Carbon capture laboratory at Imperial College London
The Financial Times posted earlier this week an
interesting article authored by Helen Barrett. Titled Business
Schools Take A Playful Approach To Leadership - From kidnaps to oil rig
disasters, Serious Games are helping to train executives, the article is nurtured by the belief that “What the modern employer wants from
cutting-edge business schools is less talk and more action” and out of which we
have excerpted the following particulars:
“As the dean of a leading business school in
the executive education market says, companies are less and less interested in
paying for executives to sit passively in classrooms listening to experts.
The future of executive education, says the
dean, lies elsewhere. What the modern employer wants from cutting-edge business
schools is less talk and more action — or experiential learning, as it is
known. It is hands-on, it is demanding and it forces executives to rely on
their wits. Most of all, it is fun. The main challenge for schools is to think
creatively about how to stand out.
Plenty of business schools are doing just that.
Learning through experience at this level can mean competing teams of hard
hat-clad managers learning to tackle a crisis — for example, an offshore oil
rig disaster in the carbon capture laboratory at Imperial
College London.”
Executive Education use the Carbon Capture Lab
to engage executives in high impact, experiential learning in unfamiliar
environments. They work with chemical engineers and program faculty to design
different scenarios based on the specific learning objectives of the Executive
Education program.
From Leadership to Finance, the scenarios are
bespoke and are played out in an environment triggering decision taking in
uncertainty, it alone, exposes executives to new learnings which they had not
anticipated.
The FT article proceeds stating that role play
is an excellent way to solve problems and the breakthroughs that come from role
play can be much more significant, wide-ranging and measurable.
Grenoble School of Management (GEM),
in France, is one of several business schools to offer deep experiential
education: an entire laboratory dedicated to executive role play. Its Serious
Games department encourages participants to solve specific management problems
“in a playful way” — with simulations, virtual reality and even board games.
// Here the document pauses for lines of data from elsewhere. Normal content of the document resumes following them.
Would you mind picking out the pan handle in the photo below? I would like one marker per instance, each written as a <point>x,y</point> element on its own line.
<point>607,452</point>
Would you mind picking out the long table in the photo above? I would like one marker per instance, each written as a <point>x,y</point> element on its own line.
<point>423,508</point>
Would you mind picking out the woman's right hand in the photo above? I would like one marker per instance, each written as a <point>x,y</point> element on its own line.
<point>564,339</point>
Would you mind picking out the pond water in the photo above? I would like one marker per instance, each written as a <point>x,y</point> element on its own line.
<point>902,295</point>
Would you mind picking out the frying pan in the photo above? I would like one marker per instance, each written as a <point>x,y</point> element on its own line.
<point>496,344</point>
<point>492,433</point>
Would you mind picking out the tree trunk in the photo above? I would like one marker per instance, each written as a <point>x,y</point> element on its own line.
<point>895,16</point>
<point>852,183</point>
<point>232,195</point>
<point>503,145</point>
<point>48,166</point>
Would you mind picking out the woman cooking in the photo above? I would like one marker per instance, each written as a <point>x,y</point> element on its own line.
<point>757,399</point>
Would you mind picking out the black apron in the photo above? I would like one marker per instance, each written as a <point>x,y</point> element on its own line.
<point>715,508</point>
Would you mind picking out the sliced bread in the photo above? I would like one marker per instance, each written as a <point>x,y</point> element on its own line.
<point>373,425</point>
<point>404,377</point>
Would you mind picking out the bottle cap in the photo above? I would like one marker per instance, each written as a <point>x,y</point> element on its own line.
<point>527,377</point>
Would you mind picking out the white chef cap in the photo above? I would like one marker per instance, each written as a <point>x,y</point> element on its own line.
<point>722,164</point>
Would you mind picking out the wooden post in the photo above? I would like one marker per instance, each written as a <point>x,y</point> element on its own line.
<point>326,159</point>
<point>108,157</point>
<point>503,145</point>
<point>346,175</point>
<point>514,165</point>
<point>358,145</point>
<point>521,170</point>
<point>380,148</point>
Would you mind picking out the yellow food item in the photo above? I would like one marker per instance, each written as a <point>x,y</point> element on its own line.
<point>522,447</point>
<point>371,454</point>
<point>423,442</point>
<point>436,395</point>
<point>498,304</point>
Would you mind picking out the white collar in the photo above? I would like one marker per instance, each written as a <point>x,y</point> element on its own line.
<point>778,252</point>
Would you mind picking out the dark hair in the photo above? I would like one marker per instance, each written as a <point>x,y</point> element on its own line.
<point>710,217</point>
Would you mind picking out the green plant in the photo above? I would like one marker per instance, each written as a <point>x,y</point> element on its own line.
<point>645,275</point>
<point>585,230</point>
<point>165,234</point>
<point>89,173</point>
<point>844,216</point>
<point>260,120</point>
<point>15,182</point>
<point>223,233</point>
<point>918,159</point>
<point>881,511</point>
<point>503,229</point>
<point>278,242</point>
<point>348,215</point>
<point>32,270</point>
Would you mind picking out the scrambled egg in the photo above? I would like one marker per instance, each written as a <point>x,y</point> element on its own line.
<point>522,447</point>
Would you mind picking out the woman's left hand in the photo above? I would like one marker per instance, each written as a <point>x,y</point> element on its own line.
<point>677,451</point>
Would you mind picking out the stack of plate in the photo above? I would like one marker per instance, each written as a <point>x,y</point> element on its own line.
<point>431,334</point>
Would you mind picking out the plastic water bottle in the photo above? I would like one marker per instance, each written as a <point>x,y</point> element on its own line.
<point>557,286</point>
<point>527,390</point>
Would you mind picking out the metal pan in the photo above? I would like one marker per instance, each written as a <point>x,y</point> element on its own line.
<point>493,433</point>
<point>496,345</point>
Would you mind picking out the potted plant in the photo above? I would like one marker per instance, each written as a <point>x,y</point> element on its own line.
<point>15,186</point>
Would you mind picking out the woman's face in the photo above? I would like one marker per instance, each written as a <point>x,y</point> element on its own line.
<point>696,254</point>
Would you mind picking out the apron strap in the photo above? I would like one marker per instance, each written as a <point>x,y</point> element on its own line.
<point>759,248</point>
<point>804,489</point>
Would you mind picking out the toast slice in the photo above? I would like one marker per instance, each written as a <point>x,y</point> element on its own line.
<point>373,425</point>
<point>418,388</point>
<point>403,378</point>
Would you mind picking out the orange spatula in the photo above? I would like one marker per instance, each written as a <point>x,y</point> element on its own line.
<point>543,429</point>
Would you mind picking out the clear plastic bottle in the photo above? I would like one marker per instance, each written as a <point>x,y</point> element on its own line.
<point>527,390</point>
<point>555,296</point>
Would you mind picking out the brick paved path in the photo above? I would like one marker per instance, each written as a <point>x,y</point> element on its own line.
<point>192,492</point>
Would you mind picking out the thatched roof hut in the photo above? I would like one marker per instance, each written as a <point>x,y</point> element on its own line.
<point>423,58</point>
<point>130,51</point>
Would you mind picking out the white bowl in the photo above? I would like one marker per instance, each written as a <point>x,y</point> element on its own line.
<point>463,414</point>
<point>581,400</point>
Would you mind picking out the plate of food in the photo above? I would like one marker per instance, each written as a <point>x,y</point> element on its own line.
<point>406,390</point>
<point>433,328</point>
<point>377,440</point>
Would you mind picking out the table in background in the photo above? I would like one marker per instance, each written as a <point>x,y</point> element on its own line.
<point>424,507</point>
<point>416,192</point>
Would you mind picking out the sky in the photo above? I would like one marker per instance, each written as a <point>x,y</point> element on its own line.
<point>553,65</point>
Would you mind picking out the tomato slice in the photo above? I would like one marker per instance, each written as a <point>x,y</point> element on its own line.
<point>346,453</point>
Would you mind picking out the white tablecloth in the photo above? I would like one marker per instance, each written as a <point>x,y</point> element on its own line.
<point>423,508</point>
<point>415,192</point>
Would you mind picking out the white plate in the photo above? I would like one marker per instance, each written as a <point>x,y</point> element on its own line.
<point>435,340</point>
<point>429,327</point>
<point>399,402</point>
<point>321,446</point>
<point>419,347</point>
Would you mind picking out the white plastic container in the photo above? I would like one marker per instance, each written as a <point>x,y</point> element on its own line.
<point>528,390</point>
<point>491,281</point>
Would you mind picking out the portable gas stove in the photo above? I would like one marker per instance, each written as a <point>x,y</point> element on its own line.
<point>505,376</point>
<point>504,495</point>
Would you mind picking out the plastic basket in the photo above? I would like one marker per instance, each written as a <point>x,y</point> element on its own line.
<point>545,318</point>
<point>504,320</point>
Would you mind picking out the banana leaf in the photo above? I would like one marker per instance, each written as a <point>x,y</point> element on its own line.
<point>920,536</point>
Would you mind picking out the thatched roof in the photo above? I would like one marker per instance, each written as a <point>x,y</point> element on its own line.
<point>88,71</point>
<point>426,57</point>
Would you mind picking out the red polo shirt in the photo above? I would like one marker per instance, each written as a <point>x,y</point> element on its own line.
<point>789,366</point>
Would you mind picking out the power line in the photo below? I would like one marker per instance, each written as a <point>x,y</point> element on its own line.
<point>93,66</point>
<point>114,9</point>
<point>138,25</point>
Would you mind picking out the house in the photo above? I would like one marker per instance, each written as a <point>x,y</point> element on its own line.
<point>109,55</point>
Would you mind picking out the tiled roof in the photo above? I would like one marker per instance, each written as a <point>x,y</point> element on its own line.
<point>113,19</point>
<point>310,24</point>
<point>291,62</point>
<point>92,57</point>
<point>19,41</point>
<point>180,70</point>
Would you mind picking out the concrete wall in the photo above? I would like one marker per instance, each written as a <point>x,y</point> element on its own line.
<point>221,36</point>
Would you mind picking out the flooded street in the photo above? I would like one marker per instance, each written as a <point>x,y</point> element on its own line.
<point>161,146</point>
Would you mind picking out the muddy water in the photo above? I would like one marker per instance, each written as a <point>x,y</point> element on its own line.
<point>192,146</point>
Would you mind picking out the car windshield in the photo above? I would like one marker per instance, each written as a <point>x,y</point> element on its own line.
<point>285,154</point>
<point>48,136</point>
Since 2013, GEM has been developing and using
its own Serious Games. The School regularly uses Serious Games with
undergraduate and continuing education students.
Hélène Michel, the school’s senior professor of
Serious Games, says the aim is to find ways to engage jaded executives in
complicated, perhaps even boring, tasks.”
Hélène specialized in innovation management and
started working on Serious Games in 2003. She runs seminars on innovation
management using games to enhance the innovation process. Ten years ago she
found that game was a great lever to empower people to innovate, having supported
the creation of more than 100 projects (products and services).
“Renault, for example, invented a game to
create better profiles of prospective customers in an effort to increase sales.
Disneyland Paris used the lab to help it crack
a similar problem. For its third-party travel agents, selling a one-off family
trip to the theme park was easy, but too many travelers saw it only as an
once-in-a-lifetime experience. In the safety of the laboratory, agents could
experiment with games that segmented the customer profiles. By asking families
questions about what they wanted to do when they got there, the agents were
able to customize holidays and, in turn, sell more to the same customers.
The model can even be applied to risk, says
Prof Michel. One example is changing risky behavior among employees. Michelin’s
human resources department invented a game to help it identify employees likely
to take the type of risks that could lead to regulatory fines.”